Ma cosa possono fare gli investitori che vogliono mantenere la loro quota di equity Europa in portafoglio nel caso in cui debbano difendersi da un eventuale attacco speculativo all’Italia? Abbiamo provato a rispondere a questa domanda analizzando l’esposizione all’economia italiana dei paesi europei in termini di ricavi prodotti nella Penisola in modo da individuare quelli che potrebbero essere meno colpiti da una possibile crisi economica e finanziaria del Belpaese.

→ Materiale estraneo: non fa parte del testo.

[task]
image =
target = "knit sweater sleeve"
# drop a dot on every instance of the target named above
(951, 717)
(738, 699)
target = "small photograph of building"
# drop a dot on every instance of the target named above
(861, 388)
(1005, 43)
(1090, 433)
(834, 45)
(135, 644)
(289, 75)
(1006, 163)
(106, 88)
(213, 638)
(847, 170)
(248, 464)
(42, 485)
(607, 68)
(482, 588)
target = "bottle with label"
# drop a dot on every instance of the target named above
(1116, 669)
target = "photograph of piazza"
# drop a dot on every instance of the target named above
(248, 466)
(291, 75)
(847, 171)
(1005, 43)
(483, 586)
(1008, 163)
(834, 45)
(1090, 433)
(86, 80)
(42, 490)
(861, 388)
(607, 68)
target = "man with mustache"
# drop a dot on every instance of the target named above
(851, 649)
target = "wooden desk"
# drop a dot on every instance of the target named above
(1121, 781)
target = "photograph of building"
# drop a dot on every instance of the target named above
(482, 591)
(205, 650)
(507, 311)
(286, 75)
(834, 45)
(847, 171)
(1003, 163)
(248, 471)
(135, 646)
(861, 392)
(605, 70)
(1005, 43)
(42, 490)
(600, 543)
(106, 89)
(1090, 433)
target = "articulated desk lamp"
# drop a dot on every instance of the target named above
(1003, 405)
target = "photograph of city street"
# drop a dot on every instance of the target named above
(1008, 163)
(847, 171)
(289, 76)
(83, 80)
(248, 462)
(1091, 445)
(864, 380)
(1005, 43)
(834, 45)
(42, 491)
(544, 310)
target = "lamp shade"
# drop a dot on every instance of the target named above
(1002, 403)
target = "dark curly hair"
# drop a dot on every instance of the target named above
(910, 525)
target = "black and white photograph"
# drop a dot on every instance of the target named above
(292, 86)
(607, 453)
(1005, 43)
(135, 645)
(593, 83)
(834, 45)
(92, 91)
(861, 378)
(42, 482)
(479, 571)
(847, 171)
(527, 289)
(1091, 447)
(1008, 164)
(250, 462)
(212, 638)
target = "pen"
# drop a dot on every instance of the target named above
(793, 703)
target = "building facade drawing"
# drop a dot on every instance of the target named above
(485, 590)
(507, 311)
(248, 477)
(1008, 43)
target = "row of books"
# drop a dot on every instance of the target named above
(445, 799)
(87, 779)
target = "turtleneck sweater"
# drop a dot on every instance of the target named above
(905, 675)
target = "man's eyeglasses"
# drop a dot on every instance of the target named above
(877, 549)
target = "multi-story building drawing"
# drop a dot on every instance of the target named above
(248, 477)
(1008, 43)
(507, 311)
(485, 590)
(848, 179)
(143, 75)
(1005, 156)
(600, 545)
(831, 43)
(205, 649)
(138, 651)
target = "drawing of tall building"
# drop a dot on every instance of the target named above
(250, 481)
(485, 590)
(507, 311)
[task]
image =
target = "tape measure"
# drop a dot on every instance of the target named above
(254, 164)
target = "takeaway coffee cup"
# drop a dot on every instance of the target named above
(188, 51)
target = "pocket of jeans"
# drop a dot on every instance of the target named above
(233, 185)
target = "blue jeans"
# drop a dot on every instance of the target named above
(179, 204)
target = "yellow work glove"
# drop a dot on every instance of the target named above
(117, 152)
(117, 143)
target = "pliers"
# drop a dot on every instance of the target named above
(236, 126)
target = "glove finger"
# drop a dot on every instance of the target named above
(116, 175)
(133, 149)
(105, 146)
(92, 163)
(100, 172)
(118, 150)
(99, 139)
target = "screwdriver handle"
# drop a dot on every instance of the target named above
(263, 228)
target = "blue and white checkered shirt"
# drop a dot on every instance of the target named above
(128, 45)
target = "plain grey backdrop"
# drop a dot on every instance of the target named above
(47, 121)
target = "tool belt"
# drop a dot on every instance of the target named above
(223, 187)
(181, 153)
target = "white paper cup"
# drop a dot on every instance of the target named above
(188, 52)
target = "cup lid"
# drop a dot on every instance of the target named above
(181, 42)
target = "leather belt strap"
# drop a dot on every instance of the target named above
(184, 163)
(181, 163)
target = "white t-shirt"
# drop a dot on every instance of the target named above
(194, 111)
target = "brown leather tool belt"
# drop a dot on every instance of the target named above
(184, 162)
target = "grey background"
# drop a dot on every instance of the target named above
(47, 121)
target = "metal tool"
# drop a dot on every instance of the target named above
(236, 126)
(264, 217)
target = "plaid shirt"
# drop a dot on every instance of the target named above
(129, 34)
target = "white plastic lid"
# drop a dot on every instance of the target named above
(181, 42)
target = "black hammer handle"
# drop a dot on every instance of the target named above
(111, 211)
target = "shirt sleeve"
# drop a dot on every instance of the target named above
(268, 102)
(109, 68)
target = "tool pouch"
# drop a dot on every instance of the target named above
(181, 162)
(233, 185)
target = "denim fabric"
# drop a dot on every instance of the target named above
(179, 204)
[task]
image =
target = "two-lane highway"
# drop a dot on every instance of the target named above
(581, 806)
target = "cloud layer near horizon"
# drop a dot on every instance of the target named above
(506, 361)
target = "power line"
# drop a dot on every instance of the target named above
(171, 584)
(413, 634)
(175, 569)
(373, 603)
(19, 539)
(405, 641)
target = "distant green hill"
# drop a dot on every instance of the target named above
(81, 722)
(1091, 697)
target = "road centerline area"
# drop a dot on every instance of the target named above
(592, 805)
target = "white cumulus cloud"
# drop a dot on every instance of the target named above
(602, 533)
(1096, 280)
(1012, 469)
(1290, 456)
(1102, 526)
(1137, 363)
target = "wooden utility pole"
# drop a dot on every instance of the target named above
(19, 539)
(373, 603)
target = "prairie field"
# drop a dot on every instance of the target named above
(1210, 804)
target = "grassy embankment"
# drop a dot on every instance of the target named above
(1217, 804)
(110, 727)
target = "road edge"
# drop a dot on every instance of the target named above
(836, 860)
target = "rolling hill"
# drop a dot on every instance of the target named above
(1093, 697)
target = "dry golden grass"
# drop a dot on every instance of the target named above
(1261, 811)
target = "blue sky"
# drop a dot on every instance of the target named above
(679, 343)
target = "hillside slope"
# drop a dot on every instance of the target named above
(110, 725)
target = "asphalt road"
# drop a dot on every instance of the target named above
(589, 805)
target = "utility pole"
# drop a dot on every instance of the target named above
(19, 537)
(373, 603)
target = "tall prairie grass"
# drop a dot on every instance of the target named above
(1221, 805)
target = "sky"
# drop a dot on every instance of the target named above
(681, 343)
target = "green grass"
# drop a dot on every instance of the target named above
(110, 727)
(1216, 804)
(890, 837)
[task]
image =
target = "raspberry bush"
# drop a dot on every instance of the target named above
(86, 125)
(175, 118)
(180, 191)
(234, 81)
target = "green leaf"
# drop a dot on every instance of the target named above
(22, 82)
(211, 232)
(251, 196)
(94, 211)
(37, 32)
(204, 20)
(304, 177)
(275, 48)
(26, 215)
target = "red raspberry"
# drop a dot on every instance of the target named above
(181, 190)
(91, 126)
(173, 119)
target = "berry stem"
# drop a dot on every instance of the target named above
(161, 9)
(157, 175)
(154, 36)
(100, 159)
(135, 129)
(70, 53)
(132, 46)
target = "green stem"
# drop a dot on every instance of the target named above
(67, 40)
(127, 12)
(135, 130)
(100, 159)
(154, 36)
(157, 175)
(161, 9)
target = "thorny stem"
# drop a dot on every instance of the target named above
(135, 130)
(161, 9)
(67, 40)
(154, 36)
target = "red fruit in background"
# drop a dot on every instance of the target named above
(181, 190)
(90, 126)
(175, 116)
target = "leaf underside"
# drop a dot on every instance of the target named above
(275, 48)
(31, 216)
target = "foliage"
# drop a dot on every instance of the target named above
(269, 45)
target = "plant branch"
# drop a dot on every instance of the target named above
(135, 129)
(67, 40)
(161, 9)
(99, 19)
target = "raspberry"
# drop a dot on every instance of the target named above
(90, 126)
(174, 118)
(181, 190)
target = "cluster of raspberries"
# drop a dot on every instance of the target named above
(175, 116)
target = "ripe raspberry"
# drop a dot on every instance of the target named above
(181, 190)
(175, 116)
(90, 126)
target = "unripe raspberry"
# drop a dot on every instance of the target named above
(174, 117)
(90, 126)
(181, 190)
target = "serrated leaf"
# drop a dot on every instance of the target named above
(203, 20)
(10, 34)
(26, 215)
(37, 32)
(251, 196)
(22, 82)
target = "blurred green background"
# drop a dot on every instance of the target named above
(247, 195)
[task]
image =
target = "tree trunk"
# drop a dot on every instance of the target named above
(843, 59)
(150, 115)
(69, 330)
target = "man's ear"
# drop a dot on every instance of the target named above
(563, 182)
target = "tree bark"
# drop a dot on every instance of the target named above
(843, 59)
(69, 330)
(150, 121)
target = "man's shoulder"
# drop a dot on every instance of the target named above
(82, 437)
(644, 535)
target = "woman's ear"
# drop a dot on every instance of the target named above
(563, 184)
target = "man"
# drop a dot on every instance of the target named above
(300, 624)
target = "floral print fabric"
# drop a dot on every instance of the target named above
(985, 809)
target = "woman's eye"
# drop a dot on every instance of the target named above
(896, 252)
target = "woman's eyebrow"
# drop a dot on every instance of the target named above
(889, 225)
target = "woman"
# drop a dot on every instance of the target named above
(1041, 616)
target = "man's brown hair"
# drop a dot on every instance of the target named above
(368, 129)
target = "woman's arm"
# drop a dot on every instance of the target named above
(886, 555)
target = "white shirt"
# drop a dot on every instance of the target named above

I risultati dell’analisi di revenue exposure di Morningstar Direct dicono che il paese più esposto è l’Austria, dove oltre il 5% dei ricavi complessivi dalle aziende è prodotto in Italia. Seguono Francia con il 3,6% e Germania con il 3,5%. Il listino di Vienna, inoltre, sarebbe rischioso anche per il forte peso dei titoli finanziari (il 32% della capitalizzazione di mercato dell’indice Morningstar Austria), tra cui Raiffeisen Bank International, che soffrirebbero della cattiva intonazione del comparto in caso di innalzamento del rischio default per l’Italia. Sulla Borsa di Parigi, invece, pesa la presenza di gruppi che ricavano una parte significativa del loro giro d’affari nel Belpaese poiché controllano aziende italiane, come Kering che ha acquistato i marchi Gucci e Bottega Veneta, ed EssilorLuxottica (che nasce dalla fusione tra la francese Essilor e l’italiana Luxottica), nonché di società finanziarie come Amundi, AXA, Société Générale, BNP Paribas e Crédit Agricole molto attive sul territorio italiano. L’indice Morningstar Germany è sovraesposto al comparto beni di consumo ciclici, e in particolare alle industrie dell’auto e del retail come BMW, Daimler, Porsche Automobil, Volkswagen, Adidas, Hugo Boss e Zalando che producono una fetta significativa del loro business in Italia.

Figura 2

I paesi meno esposti 

Gli investitori che volessero tutelarsi dal rischio paese potrebbero guardare al listino norvegese, dove solo l’1,2% del fatturato aziendale è prodotto nella Penisola. Investire sulla Borsa di Oslo, però, implicherebbe una forte esposizione ai settori energia e materie prime che pesano sull’indice per oltre il 36%.Tra i mercati azionari dell’area euro, invece, quelli meno legati all’economia italiana sono quelli di Spagna e Belgio, per i quali l’Italia pesa rispettivamente per l’1,97% e l’1,77% del giro d’affari complessivo delle società quotate. Nel primo caso è forte il peso delle multinazionali come Banco Santander, Telefonica e BBVA che hanno forti interessi in America latina, mentre sulla Borsa di Bruxelles incide l’elevata capitalizzazione di mercato di gruppi finanziari molto legati all’economia domestica.